Um 09:35 Uhr fliegen wir weiter nach Denpasar/Bali. Wir kommen um 12:00 Uhr auf dem internationalen Flughafen Ngurah Rai an.
Als erstes haben wir am Geldautomaten Indonesische Rupien (IDR) geholt. Da wir im Reisebüro keine Transfers gebucht hatten, schauten wir uns nach einem Taxi um. Leider konnten wir uns beim zu zahlenden Preis mit unseren Vorstellungen nicht so ganz durchsetzen. Angeblich ist der reguläre Preis 300.000 IDR und wir konnten 250.000 IDR aushandeln. Aus dem Indonesien-Forum wissen wir jedoch, das der korrekte Preis für einen Transfer nach Candidasa 200.000 IDR ist.
Bei unseren nächsten Transporten werden wir versuchen ordentliche Preise auszuhandeln und hoffen das uns das gelingen wird.

Ankunft in Candidasa (Ortsteil Senkidu), Candi Beach Cottages.
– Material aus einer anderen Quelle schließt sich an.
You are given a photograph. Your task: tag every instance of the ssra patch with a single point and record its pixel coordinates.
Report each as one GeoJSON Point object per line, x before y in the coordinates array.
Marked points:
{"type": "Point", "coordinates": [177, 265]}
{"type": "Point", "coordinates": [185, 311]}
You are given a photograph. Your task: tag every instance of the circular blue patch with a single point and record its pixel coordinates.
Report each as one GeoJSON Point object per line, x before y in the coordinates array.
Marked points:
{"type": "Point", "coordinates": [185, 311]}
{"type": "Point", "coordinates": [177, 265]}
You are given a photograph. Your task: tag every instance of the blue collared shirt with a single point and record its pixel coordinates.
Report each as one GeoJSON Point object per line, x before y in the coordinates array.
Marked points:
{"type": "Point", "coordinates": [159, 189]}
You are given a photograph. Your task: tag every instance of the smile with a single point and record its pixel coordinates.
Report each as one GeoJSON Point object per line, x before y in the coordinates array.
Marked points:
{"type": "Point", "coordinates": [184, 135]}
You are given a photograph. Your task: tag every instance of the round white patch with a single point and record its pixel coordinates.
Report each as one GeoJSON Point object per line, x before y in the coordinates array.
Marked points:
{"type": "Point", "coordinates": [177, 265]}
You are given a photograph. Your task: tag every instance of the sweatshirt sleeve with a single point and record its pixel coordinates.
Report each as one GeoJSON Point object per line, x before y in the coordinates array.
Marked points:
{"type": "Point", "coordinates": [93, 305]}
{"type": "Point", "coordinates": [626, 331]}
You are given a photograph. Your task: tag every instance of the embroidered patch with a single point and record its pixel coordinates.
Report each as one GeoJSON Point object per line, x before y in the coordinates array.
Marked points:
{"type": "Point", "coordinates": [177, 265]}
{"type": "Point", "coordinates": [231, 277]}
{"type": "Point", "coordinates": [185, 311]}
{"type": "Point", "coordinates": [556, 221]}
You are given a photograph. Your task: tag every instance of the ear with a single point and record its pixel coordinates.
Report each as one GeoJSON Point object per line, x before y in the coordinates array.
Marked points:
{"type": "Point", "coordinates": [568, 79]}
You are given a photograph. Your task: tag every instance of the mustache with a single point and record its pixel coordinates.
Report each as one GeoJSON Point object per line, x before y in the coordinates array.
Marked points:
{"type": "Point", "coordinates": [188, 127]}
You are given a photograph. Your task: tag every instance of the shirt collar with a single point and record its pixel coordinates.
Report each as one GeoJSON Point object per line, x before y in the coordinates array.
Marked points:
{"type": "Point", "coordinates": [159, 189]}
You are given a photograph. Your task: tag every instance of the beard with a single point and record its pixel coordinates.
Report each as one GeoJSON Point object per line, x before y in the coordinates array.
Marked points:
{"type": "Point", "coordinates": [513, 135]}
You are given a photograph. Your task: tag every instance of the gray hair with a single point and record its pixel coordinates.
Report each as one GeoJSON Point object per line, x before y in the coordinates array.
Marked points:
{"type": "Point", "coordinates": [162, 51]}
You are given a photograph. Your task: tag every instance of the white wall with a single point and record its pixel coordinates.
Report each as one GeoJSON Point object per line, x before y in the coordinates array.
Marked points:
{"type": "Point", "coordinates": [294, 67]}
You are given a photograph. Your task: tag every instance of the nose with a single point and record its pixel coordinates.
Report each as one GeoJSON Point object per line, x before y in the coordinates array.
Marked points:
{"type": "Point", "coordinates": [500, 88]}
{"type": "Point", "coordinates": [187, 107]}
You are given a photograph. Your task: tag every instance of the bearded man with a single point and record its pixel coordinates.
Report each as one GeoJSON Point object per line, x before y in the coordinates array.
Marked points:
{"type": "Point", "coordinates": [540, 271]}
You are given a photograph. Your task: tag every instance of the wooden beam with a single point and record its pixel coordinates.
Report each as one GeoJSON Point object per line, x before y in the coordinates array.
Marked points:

Wir werden mit einem wunderbar kühlen Handtuch und einem herrlich erfrischenden Wassermelonen-Juice empfangen. Super, da geht es einem gleich gut. Unser Bungalow ist sehr schön mit Blick auf den Pool und Meer gelegen. Es gab leider nur 2 einzelne Betten. Diese wurden (Leider gab es keinen Bungalow mit Kingsize-Bett mehr) auch gleich von einem Angestellten zusammengeschoben und mit einer Polsterung in der Mitte versehen. Für uns war es nun gleichwertig mit einem großen Bett. Weiterhin hatten wir ein großes Moskitonetz, einen Obstkorb sowie jeden Tag 2 Flaschen Mineralwasser auf unserem Zimmer.
Alles war sehr sauber. Unsere Koffer wurden in den Bungalow gebracht und es wurde uns alles genau erklärt und gezeigt (Safe, Bad, Frühstück usw. Außerdem gehört eine Terasse mit Möblierung, ein Kühlschrank, ein Fernseher, ein kleiner Schreibtisch, 2 Sitzgelegenheiten und eine kleine Bank am Fenster zum Ausruhen, zur Ausstattung. Die Matratzen waren nicht durchgelegen und angenehm hart.
Danach haben wir ersteinmal einen kleinen Rundgang durch die Anlage gemacht und schöne Dinge gesehen. Da waren z.B. ein Jackfruchtbaum, der Massagepavillion, Bromelien,Seerosen, Frangipanibäme u.v.m.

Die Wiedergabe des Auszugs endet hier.